Personally, I have known more Rachels than Ranis. These are women who started out with pretty clear and narrow ideas of who they were - whether the upright Momma’s girl or the liberated manic pixie - and each wound up with a life quite unlike what they imagined it would be, living it as better, wiser versions of themselves.
These are stories waiting to be told, but coming back to B Rangan's question - would they make for popular movies? Certainly, if put in the right hands, i.e. hands that are not attached to Madhur B. His approach to storytelling is pretty elegant - put a good little middle class girl in a big bad city, and everything bad that might happen, probably will happen to her or one of her dear friends. While the very worst does happen to an unfortunate few, for most of us life in a big city is not so much a downward spiral of morality and self-worth, as it is an ongoing series of many crests and troughs.

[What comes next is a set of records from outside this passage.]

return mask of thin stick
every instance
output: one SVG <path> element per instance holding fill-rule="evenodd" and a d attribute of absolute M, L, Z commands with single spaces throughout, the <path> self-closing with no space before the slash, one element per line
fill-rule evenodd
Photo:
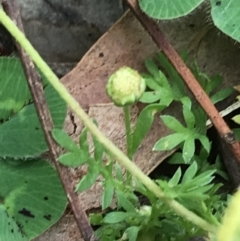
<path fill-rule="evenodd" d="M 11 1 L 3 1 L 2 3 L 5 11 L 8 15 L 16 22 L 18 28 L 24 33 L 22 21 L 20 18 L 19 10 L 15 0 Z M 64 190 L 67 194 L 68 201 L 73 210 L 73 214 L 75 216 L 78 228 L 82 234 L 82 237 L 85 241 L 94 241 L 97 240 L 94 236 L 93 229 L 89 224 L 88 217 L 84 212 L 78 196 L 73 191 L 72 180 L 69 176 L 67 168 L 63 167 L 58 161 L 57 158 L 60 155 L 60 148 L 53 140 L 51 135 L 51 130 L 53 128 L 53 122 L 51 118 L 51 114 L 49 112 L 46 100 L 44 98 L 44 92 L 42 87 L 41 79 L 38 73 L 35 70 L 34 64 L 32 60 L 29 58 L 27 53 L 23 50 L 19 43 L 16 43 L 18 53 L 21 58 L 21 62 L 24 68 L 24 72 L 27 78 L 28 86 L 32 94 L 32 98 L 34 100 L 34 104 L 37 110 L 38 118 L 41 122 L 45 139 L 47 141 L 51 159 L 56 166 L 58 171 L 58 175 L 61 179 Z"/>
<path fill-rule="evenodd" d="M 176 68 L 177 72 L 182 76 L 183 80 L 187 84 L 188 88 L 191 90 L 199 104 L 203 107 L 206 114 L 208 115 L 211 122 L 216 127 L 221 138 L 229 146 L 233 156 L 236 161 L 240 163 L 240 145 L 236 140 L 232 130 L 225 123 L 224 119 L 217 111 L 215 106 L 212 104 L 210 98 L 202 89 L 201 85 L 198 83 L 190 69 L 183 62 L 179 54 L 172 47 L 169 41 L 166 39 L 164 33 L 159 29 L 157 23 L 152 19 L 148 18 L 139 8 L 136 0 L 127 0 L 128 5 L 132 9 L 135 16 L 141 22 L 141 24 L 148 31 L 153 41 L 157 44 L 159 48 L 166 54 L 168 59 L 171 61 L 173 66 Z M 240 182 L 240 180 L 239 180 Z"/>
<path fill-rule="evenodd" d="M 113 156 L 121 165 L 123 165 L 129 172 L 131 172 L 133 176 L 138 178 L 138 180 L 140 180 L 154 195 L 156 195 L 156 197 L 167 203 L 173 210 L 175 210 L 177 214 L 193 222 L 203 230 L 213 234 L 216 233 L 216 226 L 211 225 L 209 222 L 191 212 L 177 201 L 168 198 L 155 182 L 153 182 L 147 175 L 145 175 L 136 164 L 134 164 L 118 147 L 116 147 L 108 138 L 106 138 L 106 136 L 101 133 L 101 131 L 89 118 L 89 116 L 84 112 L 80 104 L 67 91 L 66 87 L 61 82 L 59 82 L 59 79 L 52 72 L 50 67 L 46 64 L 46 62 L 43 61 L 39 53 L 33 48 L 28 39 L 26 39 L 22 32 L 19 31 L 19 29 L 14 25 L 12 20 L 5 14 L 2 9 L 0 9 L 0 21 L 13 35 L 13 37 L 21 43 L 21 46 L 29 54 L 38 68 L 44 73 L 46 78 L 49 80 L 55 90 L 60 94 L 60 96 L 66 101 L 73 112 L 76 113 L 76 115 L 82 120 L 83 124 L 98 139 L 98 141 L 101 142 L 103 146 L 113 154 Z"/>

Epiphany doesn’t usually come in neat little packages of one breakup, one vacation, one badass friend, one cute Italian and one transformation. The girl who gives up on career for the guy of her dreams doesn't necessarily get the strongest marriage. The guy who broke your heart doesn’t conveniently come grovelling back to make you realize just how much you have changed. There may be more than one heartbreak, more than one night of drunk-dialling, more than one wrong turn and many little lessons along the way.
We have, of course seen stories more complex, with characters that are truer to life and mostly portrayed by Konkona SenSharma. Sadly, those filmmakers did not feel her arc was worthy enough to take centre stage, and wrapped it inside layers of the male protagonist’s saga. In Wake Up Sid, while the focus is mostly on the man-child Ranbir, it was refreshing that Konkona’s Aisha wasn’t some boring, cut-and-dried Ms. Perfect with crystal clear ideas about her life and priorities. We see her as the slightly vulnerable girl from Kolkata who needs the light frivolity of the Bombay brat as much as he needs her maturity. She finally chooses this brat, who unabashedly enjoys old comedy on TV over the suave, snotty boss who is determined to refine her musical taste.
In Luck By Chance too, while Farhan Akhtar as the lucky rascal who makes it big in Bollywood hogs most of the limelight, the film is bookended with the fresh and innocent Sona (Konkona) as a young struggler in the beginning, and a more confident, mildly successful but hugely content TV actress in the end.
And then there was Tara.
Back in the old, old days of Indian Television, women were allowed to appear on the small screen without three tons of gold and eight layers of makeup. It was acceptable for a young woman to have a real job, not because she had a train of siblings to support, or the survival of the family business depended all the skill and acumen gathered over years in the kitchen, but simply because.
Back in those pre-historic days, we had Tara. It was the story of four young women from smaller towns who started a life in Bombay, with nothing but each other to lean upon. Each of these women has a very defined and very unique trajectory of success, love and personal growth. The thread connecting the many strands of the narrative was the deep and sincere friendship between these women, which provides anchor no matter how far any of them drifts away.
The show went on and on for a duration that felt treacherous back in the 90’s, and we bitched and we mocked. But as far as the girl-on-growth-path theme goes, few stories have stayed so true to purpose, so honest and affectionate and so without judgment.